Keivan Farzaneh propose, sur son site, toute une série d’exemples de ce que l’on peut demander à ChatGPT pour agrémenter les cours : générer des exemples en lien avec les concepts enseignés, générer des définitions adaptées au niveau des élèves, générer tous types d’activités permettant de faire de la différenciation, des plans de cours, des exercices mais aussi des grilles d’évaluations, etc.
À ce propos, il conseille la lecture du Guide de l’enseignant. L’usage de ChatGPT “ce qui marche le mieux”, écrit par Andrew Herft, conseiller pédagogique au NSW Department of Education en Australie, traduit et adapté par Alexandre Gagné. Le guide donne une liste de « prompts » (questions ou commandes) à poser pour obtenir des résultats fiables et efficaces, dont voici deux exemples :
« Utilisez une évaluation formative régulière pour comprendre les points forts et les points à améliorer des élèves. »
« Utilisez ChatGPT pour créer des quiz et des évaluations qui testent la compréhension de la matière par les élèves. »
« Vous pouvez saisir cette commande : “Créez un quiz avec 5 questions à choix multiple pour évaluer la compréhension des élèves sur [concept enseigné].” (Herft & Gagné, 2023) »

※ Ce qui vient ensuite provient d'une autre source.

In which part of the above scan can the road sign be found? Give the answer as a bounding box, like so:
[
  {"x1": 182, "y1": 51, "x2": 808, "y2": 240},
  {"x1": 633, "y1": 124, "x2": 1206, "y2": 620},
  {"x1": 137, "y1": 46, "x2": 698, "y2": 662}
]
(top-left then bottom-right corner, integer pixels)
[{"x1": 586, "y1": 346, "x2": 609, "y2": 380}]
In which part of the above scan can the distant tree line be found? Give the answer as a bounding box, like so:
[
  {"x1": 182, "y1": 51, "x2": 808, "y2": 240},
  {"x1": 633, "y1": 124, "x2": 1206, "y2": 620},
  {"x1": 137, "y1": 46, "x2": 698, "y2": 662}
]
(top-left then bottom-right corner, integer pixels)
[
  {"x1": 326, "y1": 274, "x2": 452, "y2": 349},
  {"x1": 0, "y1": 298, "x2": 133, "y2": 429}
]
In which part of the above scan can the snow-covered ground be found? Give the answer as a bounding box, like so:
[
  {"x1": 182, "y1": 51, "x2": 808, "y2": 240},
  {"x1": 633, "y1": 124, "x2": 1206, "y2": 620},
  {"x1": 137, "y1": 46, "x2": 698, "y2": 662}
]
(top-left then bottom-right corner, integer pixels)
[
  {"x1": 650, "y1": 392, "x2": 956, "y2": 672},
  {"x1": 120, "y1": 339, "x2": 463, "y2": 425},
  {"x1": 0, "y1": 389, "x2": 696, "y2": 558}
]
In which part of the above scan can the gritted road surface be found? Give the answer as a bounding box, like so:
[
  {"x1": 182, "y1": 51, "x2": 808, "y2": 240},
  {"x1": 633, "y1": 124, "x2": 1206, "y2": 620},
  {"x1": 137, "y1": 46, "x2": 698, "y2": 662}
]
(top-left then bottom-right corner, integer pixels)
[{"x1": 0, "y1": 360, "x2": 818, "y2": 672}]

Simon Dugay, enseignant d’informatique au secondaire et chargé de cours en didactique des sciences propose lui aussi quelques pistes d’usage de l’IA sous la forme d’une infographie (Dugay, 2022) :
Pour intégrer ChatGPT 3 dans la création de cours, de nombreuses ressources, très riches, peuvent ainsi être utilisées, comme le Guide de l’enseignant (Herft & Gagné, 2023) ou le site de Keivan Farzaneh (2023), déjà cités et qui sont tous les deux très clairs et pratiques. Le site de Keivan Farzaneh met ainsi à disposition la liste des IA (ou “générateur de”) et des informations sur ces IA en fonction de leurs compétences ; il propose également un comparatif des robots conversationnels très utile pour choisir celui le plus adapté aux besoins.
Pour conclure
L’arrivée de ChatGPT dans les pratiques a suscité un engouement dû à sa manière, quasi humaine et extrêmement cohérente, de converser avec les utilisateurs, faisant presque oublier sa nature artificielle. Cependant, cette IA est également source d’inquiétude dans le domaine de l’enseignement, interrogeant les pratiques pédagogiques et les méthodes d’apprentissage des élèves et montrant ainsi qu’il est important de rester conscient des limites et des risques de ce genre d’outil. C’est pourquoi il est urgent d’engager avec les élèves une réflexion sur les enjeux sociétaux liés aux IA et de les former à une utilisation responsable de chatGPT, en soulignant que ces IA ne peuvent se substituer aux efforts personnels, au risque de commettre des erreurs. Les élèves doivent être encouragés, plus que jamais, à vérifier les informations auprès de sources fiables, à se cultiver et ne pas se laisser séduire par l’illusion de facilité qu’offre ChatGPT.
Cependant ChatGPT peut être utilisé de manière bénéfique pour aborder en classe le fonctionnement d’une IA, mais aussi pour des tâches telles que la reformulation, la traduction ainsi que pour des exercices de correction. Il est alors important de bien encadrer ces cours sur l’intelligence artificielle et cela nécessite des connaissances et des formations supplémentaires pour les enseignants. ChatGPT et l’intelligence artificielle de manière générale peut devenir un atout pour les professeurs, les aidant dans la création de contenus, de leçons, d’exercices et bien d’autres tâches.
Enfin, ChatGPT, à l’instar de l’ensemble des intelligences artificielles, connaît des évolutions technologiques rapides et multiformes et est l’objet de nombreuses recherches universitaires. Il convient, en outre, de souligner que les dernières avancées, notamment ChatGPT 4, semblent s’orienter vers un modèle payant et donc un accès restreint aux internautes.